Thanks a ton for you help.
CodePudding user response:
Compression algorithms work by identifying repeating patterns in the data, and replacing those patterns with identifiers that are significantly smaller.
Unless the random number generator is a very bad one, random data doesn't have any patterns and so doesn't compress well.
A quick demonstration:
~% dd if=/dev/urandom bs=1024 count=1024 of=rand.dat
1024 0 records in
1024 0 records out
1048576 bytes transferred in 0.011312 secs (92695833 bytes/sec)
~% ls -l rand.dat
-rw-r--r-- 1 user group 1048576 Oct 22 18:22 rand.dat
~% gzip -9 rand.dat
~% ls -l rand.dat.gz
-rw-r--r-- 1 user group 1048923 Oct 22 18:22 rand.dat.gz
This shows that even gzip with it's best/slowest compression setting generates a "compressed" file that is actually bigger than the original.

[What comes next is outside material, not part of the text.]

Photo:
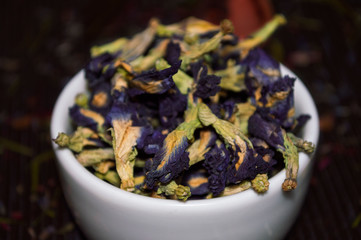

You might try using a random object generator to create the documents, like this one: https://stackoverflow.com/a/2443944/2282634
CodePudding user response:
As already explained and shown by Joe you cannot compress random data, it's a math law.
If you like to get real data then visit one of the "open data" projects, for example https://ourworldindata.org/
Often these data set are provided also as JSON or CSV format, so you can easily import them.